HELL’S DITCH
Number one of THE BLACK ROAD
SIMON BESTWICK
Snowbooks Ltd / 444 pages / 1 December 2015
ISBN: 1909679674
You might think that with all of the accolades and success author Simon Bestwick has accumulated over these years that he would have gotten over his shyness, his reticence to toot his own horn. Wrong. Sometimes you have to track him down in Liverpool to wrest a copy of his latest book from his very hands. And run. Sometimes it’s in the middle of a blinding, choking warehouse fire that obscures the horizon, leaving you to run blind, clutching your precious paperback, bouncing off others with streaming eyes.
Totally worth it.
HELL’S DITCH is the epic you always knew Bestwick had inside him; you just had to wait, ravenous, for it to hit the page. Well, it’s here. And just like the characters between the covers its hit the ground running. When you see the landscape that’s all that’s left of Britain (and the rest of the world, you’re left to wonder?) after the War that many of the unfortunates trying just to survive in the ruins are too young to even remember, you will well understand the phrase “running for your life.” Except that many of these people — and some not-quite people — are running for other peoples’ life and to defeat a great evil that threatens to take away what miserable existence they have left.

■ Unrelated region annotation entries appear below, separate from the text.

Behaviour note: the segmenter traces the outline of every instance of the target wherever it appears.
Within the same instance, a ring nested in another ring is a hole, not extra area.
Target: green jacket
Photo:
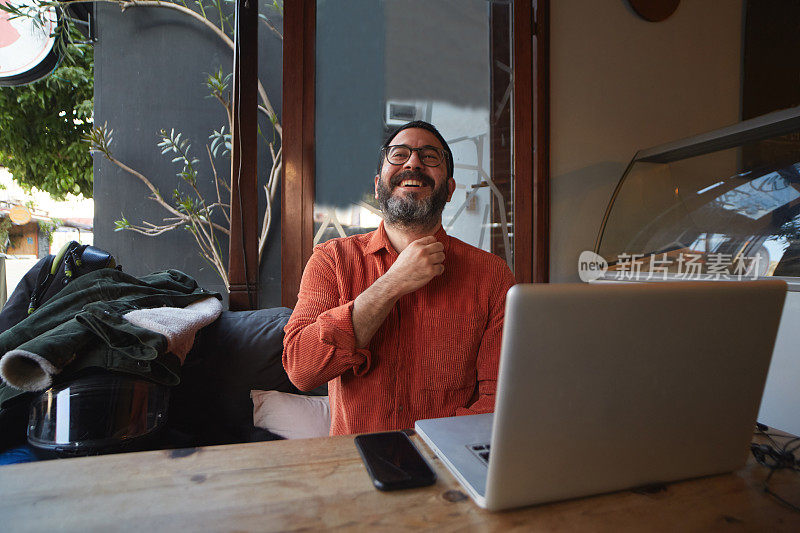
[[[167,352],[166,337],[135,326],[122,315],[135,309],[186,307],[211,295],[221,298],[177,270],[141,278],[109,268],[96,270],[0,334],[0,357],[18,349],[44,358],[56,369],[53,384],[97,367],[176,385],[180,361]],[[0,381],[0,410],[24,392]]]

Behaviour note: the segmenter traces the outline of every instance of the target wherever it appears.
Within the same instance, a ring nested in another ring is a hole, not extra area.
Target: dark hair
[[[450,146],[448,146],[447,141],[444,140],[442,134],[439,133],[439,130],[436,129],[436,126],[428,122],[425,122],[424,120],[415,120],[413,122],[407,122],[403,124],[396,130],[394,130],[394,132],[391,135],[389,135],[389,137],[383,142],[383,145],[381,145],[380,155],[378,156],[378,174],[381,173],[381,167],[383,166],[383,155],[386,147],[389,146],[389,144],[395,137],[397,137],[398,133],[400,133],[403,130],[407,130],[409,128],[419,128],[421,130],[426,130],[431,132],[433,136],[436,137],[436,140],[438,140],[441,143],[442,148],[444,148],[444,161],[445,165],[447,166],[447,177],[452,178],[453,169],[455,166],[453,164],[453,152],[450,151]]]

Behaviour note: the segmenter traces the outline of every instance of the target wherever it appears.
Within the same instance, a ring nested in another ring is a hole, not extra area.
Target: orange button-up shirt
[[[301,390],[328,382],[332,435],[494,409],[514,276],[500,257],[443,229],[435,236],[444,273],[402,296],[366,349],[356,347],[353,301],[397,259],[383,224],[314,248],[285,327],[283,366]]]

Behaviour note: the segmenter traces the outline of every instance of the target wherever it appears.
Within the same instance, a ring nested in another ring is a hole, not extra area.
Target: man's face
[[[443,149],[435,135],[420,128],[401,131],[390,144]],[[441,222],[444,204],[455,187],[455,181],[447,177],[445,161],[428,167],[422,164],[419,152],[412,152],[402,165],[392,165],[384,158],[381,173],[375,176],[375,199],[388,223],[430,229]]]

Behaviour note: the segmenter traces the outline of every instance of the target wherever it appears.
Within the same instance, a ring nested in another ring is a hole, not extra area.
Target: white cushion
[[[278,391],[250,391],[253,425],[286,439],[327,437],[331,408],[327,396],[305,396]]]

Enter Helen. Helen Damnation. A proper walking corpse virtual everyone would say. Everyone else in the world who ever heard of Helen believes she is long dead, That might well turn out to be a fatal assumption, because Helen is coming back with a purpose, a laser focus on a single mission. She probably will die carrying out the plan and she will get others killed, but that can’t be helped. She has returned from the grave after five years to gather her astonished allies to follow her on this suicide mission. Along the way, they receive the unexpected and unnerving help of the well-named Gevaudan Shoal, who was once–
You know what? I’ll leave you to discover all there is to know about Gevaudan, although I think there is more to learn down the Black Road.
Fighting on the other side (unless you, too, are a sociopath, but to everyone their hobbies, I guess) is Commander Tereus Winterborn and his loyal Reapers. Reapers trained to eliminate any threat to, well, the Reapers and the high command, and no order too barbaric to carry out with relish. That’s what happens when you stop thinking of the “enemy” as people and start seeing them as animals and scum. Easy to torture and wipe out scum, right. If the Reapers seem a nauseous bunch, wait until you meet Jarrett and her JennyWrens. Throw in the thoroughly delusional Dr. Mordake and his terrifying Project Tindalos and you would think all the sane people would actually be running in the opposite direction and take their chances in the Channel. Or the Atlantic.
I’m not going to kid you: HELL’S DITCH is one tense read. Some of you may want to leave the light on all night. Maybe not read it while you’re eating, or right after you eat. There is loyalty, bravery, self-sacrifice, tenderness, and loss. And some of the best writing on the planet, but you were expecting that if you’ve ever read Bestwick’s work. Aaannnddd, there is also violence, gory imagery, that kind of language, sexuality, and reference to torture. The very thing you don’t want your teenagers reading and the very thing you should buy them…things aren’t looking good for us right now and they might be the ones to make some tough decisions.